Wednesday, January 6, 2010

Tight-Arse Tuesdays - Moroccan Beef and Lentil Stew

Saving for a wedding is quite difficult and, as foodies, can be devastating to find out the only place you can cut back on your spending is food. For us, food is a major part of our lives. I don't even make a point to buy many snacks.
For a couple weeks the most snacks in my cupboard were a packet of Poptarts that said "Do Not Eat" in Post-its and two packets of chips, which my flatmate ate anyway. So obviously it's not prepackaged food I'm buying too much of.
Simply put, it's the meat I eat, the sauces I like and the fresh fruit and vegetables I buy by the kilo a week. That being said, I still need to figure out meals I can make that are both thrifty and filling.
Lentils are an amazingly cheap resource. Probably cheaper than where I get them, as well, which is the local grocery store. As it is, I think this entire meal cost me no more than Twenty Dollars including two loaves of bread and pre-made hummus and it feeds roughly 8 servings. So.. four hungry people. Or two full-grown men who have built a house.


Moroccan Beef and Lentil Stew
2 tablespoons olive oil
1 red onion, diced
500g chuck steak
3 cloves garlic, diced
2 tablespoons fresh ginger
2 tablespoons tomato paste
1 tablespoon cumin, ground
2 teaspoons ground coriander
1/2 tsp cinnamon, smoked paprika (honestly I put a tablespoon of this in), and turmeric
1 tsp chilli flakes
pinch saffron
2 carrots, diced
400g fresh diced tomatoes
2 cups lentils (I used green)
8 cups water
S&P to taste

Honestly, there's a million directions in this recipe and I didn't care. Not only did I not have pumpkin which it asked for, I hate celery in soup, so I didn't use it (and thus didn't include it in the ingredients). The original recipe didn't have meat and used tinned tomatoes. As I was preparing the dish, I discovered my fiancee had used ALL the tinned tomatoes in last night's disaster of a pasta dish he called spaghetti.
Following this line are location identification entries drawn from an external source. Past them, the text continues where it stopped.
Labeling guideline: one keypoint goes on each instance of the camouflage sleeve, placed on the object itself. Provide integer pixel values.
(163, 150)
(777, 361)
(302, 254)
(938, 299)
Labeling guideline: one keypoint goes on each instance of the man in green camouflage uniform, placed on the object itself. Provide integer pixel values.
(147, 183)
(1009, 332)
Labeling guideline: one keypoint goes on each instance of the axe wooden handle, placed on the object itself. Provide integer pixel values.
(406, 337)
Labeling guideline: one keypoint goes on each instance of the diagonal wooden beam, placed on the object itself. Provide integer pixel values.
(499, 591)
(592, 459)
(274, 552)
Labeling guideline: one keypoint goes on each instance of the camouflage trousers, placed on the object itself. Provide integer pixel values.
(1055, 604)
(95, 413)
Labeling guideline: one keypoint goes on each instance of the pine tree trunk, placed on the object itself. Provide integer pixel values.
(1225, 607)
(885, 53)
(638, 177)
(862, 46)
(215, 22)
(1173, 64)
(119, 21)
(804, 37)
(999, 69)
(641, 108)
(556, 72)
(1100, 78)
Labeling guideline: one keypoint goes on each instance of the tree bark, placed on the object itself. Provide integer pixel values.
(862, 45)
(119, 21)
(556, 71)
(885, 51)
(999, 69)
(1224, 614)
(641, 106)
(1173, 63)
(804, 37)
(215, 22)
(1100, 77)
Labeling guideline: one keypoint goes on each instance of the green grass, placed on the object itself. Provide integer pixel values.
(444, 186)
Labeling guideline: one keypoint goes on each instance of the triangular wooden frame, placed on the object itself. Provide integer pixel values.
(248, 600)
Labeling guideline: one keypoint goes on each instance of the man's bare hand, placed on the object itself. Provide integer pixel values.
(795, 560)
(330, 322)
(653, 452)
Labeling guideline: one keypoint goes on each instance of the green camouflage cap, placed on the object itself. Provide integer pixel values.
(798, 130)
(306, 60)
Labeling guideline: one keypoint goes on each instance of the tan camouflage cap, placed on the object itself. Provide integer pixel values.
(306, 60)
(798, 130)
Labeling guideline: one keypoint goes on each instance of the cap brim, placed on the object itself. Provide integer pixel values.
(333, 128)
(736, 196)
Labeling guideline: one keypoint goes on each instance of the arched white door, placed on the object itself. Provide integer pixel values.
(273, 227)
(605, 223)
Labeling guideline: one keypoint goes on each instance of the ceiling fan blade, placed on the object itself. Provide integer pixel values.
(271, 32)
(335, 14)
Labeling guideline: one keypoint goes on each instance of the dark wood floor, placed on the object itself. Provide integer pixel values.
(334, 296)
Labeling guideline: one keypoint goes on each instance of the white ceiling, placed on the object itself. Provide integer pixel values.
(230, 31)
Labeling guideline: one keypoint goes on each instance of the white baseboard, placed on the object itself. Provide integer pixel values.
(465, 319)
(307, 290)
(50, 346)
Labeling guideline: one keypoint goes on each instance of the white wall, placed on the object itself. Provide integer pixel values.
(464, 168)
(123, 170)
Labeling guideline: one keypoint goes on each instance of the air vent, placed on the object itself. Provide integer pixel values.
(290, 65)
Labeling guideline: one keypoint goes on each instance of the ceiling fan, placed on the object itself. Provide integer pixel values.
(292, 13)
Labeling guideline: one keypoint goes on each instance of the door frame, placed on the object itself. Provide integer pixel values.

80% of recipes will tell you to brown meat before throwing it in a crockpot. Ever tried it? Ever tried not doing it? Newsflash: IT TASTES, FEELS AND LOOKS EXACTLY THE SAME. No need to ever bother with it.

So what do I say? Throw EVERYTHING in the crockpot, as is. Just dump everything in. Takes less time than dumping a body, I promise. Set to high for four to six hours. DONE! Then hide the crockpot, tell your husband you spent all day slaving over it and get him to give you a foot massage!

Served with hummus, Aussie Outback dukkah in olive oil, garlic white bread and whole grain seed bread, lightly toasted.